Saint-Charles-Borromée, le 27 août 2026 – Pile sur le déclenchement des élections provinciales, le Syndicat des travailleuses et travailleurs du CISSS de Lanaudière–CSN (STTCISSSL-CSN) et le Syndicat des travailleuses et travailleurs des Laurentides en santé et services sociaux–CSN (STTLSSSCSN) ont tenu un rassemblement pour dénoncer les crises majeures qui secouent le réseau public de santé et de services sociaux québécois et inviter leurs membres et la population à s’intéresser activement à la campagne qui débute.
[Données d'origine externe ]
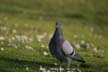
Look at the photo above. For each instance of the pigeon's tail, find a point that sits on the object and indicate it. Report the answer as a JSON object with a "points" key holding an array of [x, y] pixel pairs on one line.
{"points": [[78, 58]]}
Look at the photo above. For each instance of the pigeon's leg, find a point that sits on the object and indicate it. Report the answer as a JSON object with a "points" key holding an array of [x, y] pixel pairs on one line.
{"points": [[68, 67]]}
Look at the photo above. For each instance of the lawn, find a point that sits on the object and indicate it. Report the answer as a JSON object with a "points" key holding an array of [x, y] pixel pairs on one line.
{"points": [[26, 27]]}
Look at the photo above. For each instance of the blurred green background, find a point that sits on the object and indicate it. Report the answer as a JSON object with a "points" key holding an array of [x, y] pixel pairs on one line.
{"points": [[26, 27]]}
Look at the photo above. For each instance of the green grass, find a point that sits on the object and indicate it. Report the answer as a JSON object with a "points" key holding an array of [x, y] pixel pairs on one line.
{"points": [[28, 18]]}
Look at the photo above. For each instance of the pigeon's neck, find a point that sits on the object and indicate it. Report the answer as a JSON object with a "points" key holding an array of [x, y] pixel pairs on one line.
{"points": [[58, 32]]}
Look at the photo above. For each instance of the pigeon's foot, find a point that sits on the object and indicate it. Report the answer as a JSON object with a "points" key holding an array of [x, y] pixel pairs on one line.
{"points": [[67, 69]]}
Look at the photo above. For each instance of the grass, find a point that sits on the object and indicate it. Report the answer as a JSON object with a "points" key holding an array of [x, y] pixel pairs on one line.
{"points": [[21, 22]]}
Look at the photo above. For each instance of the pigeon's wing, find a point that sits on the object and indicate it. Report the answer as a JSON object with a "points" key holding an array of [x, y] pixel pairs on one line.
{"points": [[68, 50]]}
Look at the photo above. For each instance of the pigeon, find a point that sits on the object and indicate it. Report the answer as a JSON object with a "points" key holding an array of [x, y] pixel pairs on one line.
{"points": [[61, 49]]}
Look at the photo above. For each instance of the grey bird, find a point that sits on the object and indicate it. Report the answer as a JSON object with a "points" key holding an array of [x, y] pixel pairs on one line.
{"points": [[62, 49]]}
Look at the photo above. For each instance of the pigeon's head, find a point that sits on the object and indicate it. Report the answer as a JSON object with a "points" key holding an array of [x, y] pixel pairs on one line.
{"points": [[58, 24]]}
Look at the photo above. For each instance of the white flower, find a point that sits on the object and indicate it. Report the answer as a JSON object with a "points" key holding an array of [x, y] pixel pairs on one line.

Poursuivant une série d’actions amorcées en juin pour lancer un ultimatum au gouvernement pour exiger des actions concrètes afin de relever le réseau public, les deux syndicats constatent que rien n’a été fait pour répondre aux quatre revendications urgentes du personnel : un moratoire sur les réorganisations imposées par Santé Québec, le paiement d’une prime conventionnée en retard depuis deux ans, une mesure pour forcer Santé Québec à la transparence sur la privatisation et des mesures pressantes pour mettre fin au cycle infernal alliant austérité, surcharge, épuisement et accidents de travail, le tout inspiré par les revendications de la campagne Faire Front de la CSN.
Aussi, le syndicat lanaudois a tenu ce jeudi un grand rassemblement au Centre Hospitalier de Lanaudière à Saint-Charles-Borromée, accueillant plusieurs centaines de ses membres qui y travaillent. En pleine tournée estivale, les personnes élues de l’équipe syndicale ont choisi d’organiser une épluchette de blé d’Inde, clin d’œil aux événements traditionnels des campagnes électorales. Rejoints par leurs camarades des Laurentides, par la Présidente du Conseil central de Lanaudière, Patricia Rivest, et par le 2e Vice-Président de la CSN et responsable du dossier santé, David Bergeron-Cyr, ils ont souligné la gravité des enjeux et l’urgence des mesures revendiquées, autant pour le bien du personnel que celui de la population.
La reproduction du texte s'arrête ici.